The latest dot ie Domain Profile Report published today by the IE Domain Registry (IEDR) has found that 112 .ie domains were registered every day in the first six months of 2017, a total of 20,255 new registrations. This is an 11% increase on the same period last year and is the best half-year period for new .ie domain registrations since 2011.

There were 230,611 registered .ie domains by 30 June 2017, up 6% year-on-year. The dot ie Domain Profile report, which examines and analyses the make-up of the .ie database, also showed that most (67%) .ie domains registered in the first half of 2017 were registered by SMEs, namely corporate bodies and sole traders.
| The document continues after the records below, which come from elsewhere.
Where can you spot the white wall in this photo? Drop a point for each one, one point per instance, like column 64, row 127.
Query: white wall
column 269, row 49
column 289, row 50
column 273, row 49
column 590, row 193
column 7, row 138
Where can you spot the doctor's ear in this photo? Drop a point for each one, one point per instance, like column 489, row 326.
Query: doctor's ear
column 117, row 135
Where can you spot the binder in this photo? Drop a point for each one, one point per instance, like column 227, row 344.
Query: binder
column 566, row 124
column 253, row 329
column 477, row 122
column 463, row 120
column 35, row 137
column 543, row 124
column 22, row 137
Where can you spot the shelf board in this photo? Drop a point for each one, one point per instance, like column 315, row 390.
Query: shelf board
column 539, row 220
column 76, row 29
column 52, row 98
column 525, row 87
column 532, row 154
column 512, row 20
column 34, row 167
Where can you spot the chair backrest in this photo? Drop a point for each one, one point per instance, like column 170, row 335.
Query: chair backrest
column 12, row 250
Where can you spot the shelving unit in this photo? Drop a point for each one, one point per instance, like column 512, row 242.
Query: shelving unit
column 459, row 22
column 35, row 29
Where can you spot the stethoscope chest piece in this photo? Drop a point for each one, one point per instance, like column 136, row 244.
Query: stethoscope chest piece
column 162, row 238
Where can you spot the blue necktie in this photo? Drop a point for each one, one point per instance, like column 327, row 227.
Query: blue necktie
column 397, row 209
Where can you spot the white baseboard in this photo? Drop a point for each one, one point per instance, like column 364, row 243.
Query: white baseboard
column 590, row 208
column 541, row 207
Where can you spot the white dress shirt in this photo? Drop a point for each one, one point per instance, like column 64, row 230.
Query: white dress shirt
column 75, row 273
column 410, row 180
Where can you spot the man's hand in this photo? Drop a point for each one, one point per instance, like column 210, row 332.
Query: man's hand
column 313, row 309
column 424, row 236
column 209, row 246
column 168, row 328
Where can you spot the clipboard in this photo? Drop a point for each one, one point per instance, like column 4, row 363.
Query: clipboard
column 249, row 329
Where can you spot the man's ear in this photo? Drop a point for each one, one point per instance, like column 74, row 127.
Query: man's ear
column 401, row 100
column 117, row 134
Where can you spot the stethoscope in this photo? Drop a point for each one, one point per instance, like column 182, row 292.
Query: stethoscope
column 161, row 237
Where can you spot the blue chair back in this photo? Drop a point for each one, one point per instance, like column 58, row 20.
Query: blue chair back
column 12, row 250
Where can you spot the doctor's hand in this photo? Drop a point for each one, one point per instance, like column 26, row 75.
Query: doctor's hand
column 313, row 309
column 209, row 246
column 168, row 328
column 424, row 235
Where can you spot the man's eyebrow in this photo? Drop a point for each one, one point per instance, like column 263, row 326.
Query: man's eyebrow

Despite strong growth at home, Ireland ranks 18th out of 22 European countries for the number of country domain names per 1,000 people, with 49. While Ireland ranks ahead of countries with larger populations, like France (46 country domains per 1,000 people) and Spain (40), Ireland are significantly behind others of similar size, like Denmark (234) and Norway (141).

The vast majority of new .ie domains registered in this half-year period were registered on the island of Ireland: 98%, or 18,849, in the Republic of Ireland (up 9%) and 2%, or 324, in Northern Ireland (up 8%). 1,082 .ie domains were registered outside of the island of Ireland, down 7%.

Dublin registered the most .ie domains (8,337 or 41% of all new registrations, up 13%) in the first half of 2017, followed by Cork, Galway and Kildare.

IEDR also revealed the longest .ie domain name. At 63 characters (‘Irish Words of Wisdom Our Elders Used to Say and Other Treasures Found Along’) is over six times longer than the average .ie domain length of 10 characters.

Commenting on the findings, Chief Executive of IEDR, David Curtin said, “It is particularly encouraging to see growth in new registrations in all provinces of Ireland. However, we are acutely aware that this is mostly confined to counties with large urban populations, namely Dublin, Cork and Galway. Lower uptake in rural areas will continue to affect our poor European ranking for the number of .ie domains per 1,000 people.”

He added, “This is partly an infrastructural issue. Ireland still lacks a complete high-speed broadband network, and continued delays to the National Broadband Plan will not only disadvantage rural citizens, but stifle the growth of rural SMEs, making them less competitive. Our own research has shown that 83% of consumers expect a business to have an online presence and 74% find it frustrating when it does not.”